Do's & Don'ts of Stealth Camping
- DO cover reflective gear once your campsite is set up. You don’t want to blow your cover because car lights reflected off of your shoes!
- DO leave early, preferably before the rest of the world has woken up. If you leave before others are usually waking up, you can avoid being detected.
- DO leave no trace of your stay. Make sure any leaves are spread back out that you laid on, no trash left behind, and no signs of your presence.
- DO be quiet. The whole idea of stealth is thrown out the window if you are making a lot of noise.
- DO know the laws of the area you are stealth camping in. It’ll save a lot of headache or anxiety.
- DON’T camp in a dry creek bed. You don’t want to wake up to a surprise river with you floating down it on a tarp. Dry creek beds also form a trail for others passing through the area.
- DON’T set up near restriction signs like “no trespassing” or “private property” unless you want to risk getting in more trouble without the excuse of playing dumb.
- DON’T make a fire unless absolutely necessary.
- DON’T camp on the other side of a fence or gate if you don’t know what is inside that fence. You don’t want to find yourself face to face with a bear or aggressive dog.
Dangers when Stealth Camping
Stealth camping isn’t all fireflies and fresh air. There are some inherent risks and dangers that you must accept if you want to stealth camp. For one, you are responsible for your own health and safety.
Most stealth campers go solo because groups tend to be louder. When you are alone, if you get hurt, it’s up to you to find a way to get help.
Dogs are a danger when stealth camping, with their super sensitive hearing. If you camp near a trail or house where dogs will be passing by, they will most likely sense you if you are making any sound at all.

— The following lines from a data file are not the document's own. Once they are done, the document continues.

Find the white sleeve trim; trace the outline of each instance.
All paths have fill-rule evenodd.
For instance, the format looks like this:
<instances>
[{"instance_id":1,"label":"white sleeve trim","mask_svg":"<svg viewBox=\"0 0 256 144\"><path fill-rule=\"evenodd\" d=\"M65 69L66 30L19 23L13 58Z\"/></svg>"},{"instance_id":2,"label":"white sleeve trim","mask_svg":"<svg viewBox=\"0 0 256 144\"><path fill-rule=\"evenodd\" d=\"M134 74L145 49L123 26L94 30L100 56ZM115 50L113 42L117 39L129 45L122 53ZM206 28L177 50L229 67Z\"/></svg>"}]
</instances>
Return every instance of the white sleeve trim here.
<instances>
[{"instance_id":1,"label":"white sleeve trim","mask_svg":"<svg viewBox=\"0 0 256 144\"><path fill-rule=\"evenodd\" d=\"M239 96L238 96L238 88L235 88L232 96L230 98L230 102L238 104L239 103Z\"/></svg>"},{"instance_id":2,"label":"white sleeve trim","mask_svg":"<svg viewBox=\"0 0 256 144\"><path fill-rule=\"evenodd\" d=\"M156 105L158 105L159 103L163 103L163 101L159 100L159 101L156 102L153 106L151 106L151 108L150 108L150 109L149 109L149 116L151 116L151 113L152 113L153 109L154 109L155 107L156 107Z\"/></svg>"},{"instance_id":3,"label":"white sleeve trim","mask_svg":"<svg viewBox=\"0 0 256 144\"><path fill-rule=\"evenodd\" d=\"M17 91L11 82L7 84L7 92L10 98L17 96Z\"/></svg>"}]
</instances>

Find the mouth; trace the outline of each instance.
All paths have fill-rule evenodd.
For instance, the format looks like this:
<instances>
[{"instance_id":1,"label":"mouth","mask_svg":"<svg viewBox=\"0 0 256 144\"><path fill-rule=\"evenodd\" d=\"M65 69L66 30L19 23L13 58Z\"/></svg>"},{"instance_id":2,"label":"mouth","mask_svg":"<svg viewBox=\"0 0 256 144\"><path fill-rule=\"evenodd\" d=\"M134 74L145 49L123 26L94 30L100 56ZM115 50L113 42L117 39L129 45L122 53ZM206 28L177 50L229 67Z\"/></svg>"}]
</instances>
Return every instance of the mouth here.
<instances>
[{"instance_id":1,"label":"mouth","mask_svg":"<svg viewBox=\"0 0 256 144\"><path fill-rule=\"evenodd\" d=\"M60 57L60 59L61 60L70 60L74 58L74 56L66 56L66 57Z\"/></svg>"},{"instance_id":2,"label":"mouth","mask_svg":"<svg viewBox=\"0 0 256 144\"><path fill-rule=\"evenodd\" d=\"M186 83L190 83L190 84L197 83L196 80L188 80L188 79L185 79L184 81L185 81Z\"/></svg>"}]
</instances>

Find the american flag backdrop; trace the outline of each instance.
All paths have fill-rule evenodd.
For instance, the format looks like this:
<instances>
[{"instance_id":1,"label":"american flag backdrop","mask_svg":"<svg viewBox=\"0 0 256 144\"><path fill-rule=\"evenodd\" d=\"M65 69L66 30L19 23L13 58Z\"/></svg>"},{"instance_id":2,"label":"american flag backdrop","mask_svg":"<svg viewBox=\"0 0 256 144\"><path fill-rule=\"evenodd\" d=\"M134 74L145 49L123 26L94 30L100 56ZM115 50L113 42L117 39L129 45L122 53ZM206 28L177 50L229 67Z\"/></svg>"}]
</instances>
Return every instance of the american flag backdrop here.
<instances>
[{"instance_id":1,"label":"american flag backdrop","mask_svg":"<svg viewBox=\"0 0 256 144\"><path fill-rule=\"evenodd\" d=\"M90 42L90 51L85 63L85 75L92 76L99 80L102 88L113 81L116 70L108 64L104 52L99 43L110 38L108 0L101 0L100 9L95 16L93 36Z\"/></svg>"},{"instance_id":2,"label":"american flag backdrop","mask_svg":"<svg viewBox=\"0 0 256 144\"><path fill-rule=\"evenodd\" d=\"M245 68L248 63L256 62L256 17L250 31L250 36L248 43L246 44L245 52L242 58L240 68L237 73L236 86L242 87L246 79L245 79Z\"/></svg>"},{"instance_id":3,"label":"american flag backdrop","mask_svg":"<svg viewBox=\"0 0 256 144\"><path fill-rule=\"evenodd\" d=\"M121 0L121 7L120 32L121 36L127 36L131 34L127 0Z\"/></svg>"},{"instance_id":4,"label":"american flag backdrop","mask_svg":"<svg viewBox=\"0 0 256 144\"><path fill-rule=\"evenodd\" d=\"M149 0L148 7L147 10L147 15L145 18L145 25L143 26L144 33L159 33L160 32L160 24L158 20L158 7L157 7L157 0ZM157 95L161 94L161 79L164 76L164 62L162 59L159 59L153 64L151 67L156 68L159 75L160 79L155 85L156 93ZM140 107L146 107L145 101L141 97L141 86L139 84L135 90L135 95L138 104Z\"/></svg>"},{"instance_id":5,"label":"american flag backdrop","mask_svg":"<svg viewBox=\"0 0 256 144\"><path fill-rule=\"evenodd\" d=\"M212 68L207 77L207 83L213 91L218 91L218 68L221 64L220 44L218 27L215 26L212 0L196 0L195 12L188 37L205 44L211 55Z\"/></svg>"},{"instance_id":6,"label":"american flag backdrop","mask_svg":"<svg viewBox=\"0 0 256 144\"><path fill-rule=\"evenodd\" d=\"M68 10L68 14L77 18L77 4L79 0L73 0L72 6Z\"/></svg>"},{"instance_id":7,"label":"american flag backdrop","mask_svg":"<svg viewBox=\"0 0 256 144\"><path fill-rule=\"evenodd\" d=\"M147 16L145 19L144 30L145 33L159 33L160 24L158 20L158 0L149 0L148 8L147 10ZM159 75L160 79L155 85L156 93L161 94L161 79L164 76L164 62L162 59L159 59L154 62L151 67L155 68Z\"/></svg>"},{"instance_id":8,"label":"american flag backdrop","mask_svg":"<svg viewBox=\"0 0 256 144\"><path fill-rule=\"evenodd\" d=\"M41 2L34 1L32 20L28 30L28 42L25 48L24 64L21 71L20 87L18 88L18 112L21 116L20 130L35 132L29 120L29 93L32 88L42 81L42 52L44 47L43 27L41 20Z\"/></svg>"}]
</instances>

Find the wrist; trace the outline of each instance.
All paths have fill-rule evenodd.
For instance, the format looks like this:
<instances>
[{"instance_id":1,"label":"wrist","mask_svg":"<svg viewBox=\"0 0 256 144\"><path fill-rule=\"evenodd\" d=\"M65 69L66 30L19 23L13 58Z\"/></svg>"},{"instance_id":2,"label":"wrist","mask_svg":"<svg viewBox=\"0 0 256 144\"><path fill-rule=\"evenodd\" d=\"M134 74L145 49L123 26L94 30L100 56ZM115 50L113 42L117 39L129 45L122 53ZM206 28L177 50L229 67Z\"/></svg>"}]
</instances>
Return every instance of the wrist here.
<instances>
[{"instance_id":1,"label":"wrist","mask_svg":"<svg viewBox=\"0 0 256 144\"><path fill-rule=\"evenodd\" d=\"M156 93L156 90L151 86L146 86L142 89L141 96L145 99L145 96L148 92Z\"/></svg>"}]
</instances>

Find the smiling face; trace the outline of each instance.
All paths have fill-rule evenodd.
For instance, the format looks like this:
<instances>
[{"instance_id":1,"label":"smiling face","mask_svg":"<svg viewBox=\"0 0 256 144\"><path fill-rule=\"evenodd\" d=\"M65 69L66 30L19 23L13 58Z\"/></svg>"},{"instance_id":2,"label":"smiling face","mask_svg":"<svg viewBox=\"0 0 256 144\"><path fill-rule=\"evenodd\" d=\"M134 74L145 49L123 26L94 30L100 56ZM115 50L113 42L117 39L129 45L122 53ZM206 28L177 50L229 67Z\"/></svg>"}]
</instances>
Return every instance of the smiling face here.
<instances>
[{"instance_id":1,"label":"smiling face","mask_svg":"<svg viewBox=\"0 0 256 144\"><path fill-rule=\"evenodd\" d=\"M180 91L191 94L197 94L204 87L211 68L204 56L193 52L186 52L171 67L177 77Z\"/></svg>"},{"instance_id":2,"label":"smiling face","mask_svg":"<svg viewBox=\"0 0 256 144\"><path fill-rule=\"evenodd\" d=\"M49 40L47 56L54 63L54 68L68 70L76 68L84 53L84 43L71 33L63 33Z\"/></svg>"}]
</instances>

Another danger of stealth camping is nature. Nature includes poor weather and wild animals. Always take the weather and location into consideration when choosing a place to sleep for the night.
Laws. Always make an effort to stealth camp legally. If you are approached by law enforcement, just be honest and upfront and friendly. Or don’t speak at all. The choice is yours.
If possible, let one person know where you are staying (preferably not the man down the street watching you type on your laptop and hoping to follow you once you leave that park bench you’re sitting on). You can text a friend and say, “I’ll be staying at this spot 500 yards off the side of the road near this intersection.” That way someone knows where to find the body if they need to.
Prepare yourself as much as possible. Learn about gear, tactics, techniques, locations, and so on.
The video below shows you some great tips on stealth camping. Make sure to watch it before you go.
Enjoy the experience! You are as safe as the society that you live in. Sleeping outdoors just changes the conditions a bit. Be flexible and conscious.
Stealth camping might sound like a lot of work, but it is relatively simple and freeing. You can enjoy nature, solitude, adventure, and a bit of an adrenaline rush by sleeping out in the wild! You also don’t need very much gear; just a tarp, bivy sack, sleeping bag, and any other small items you choose to bring.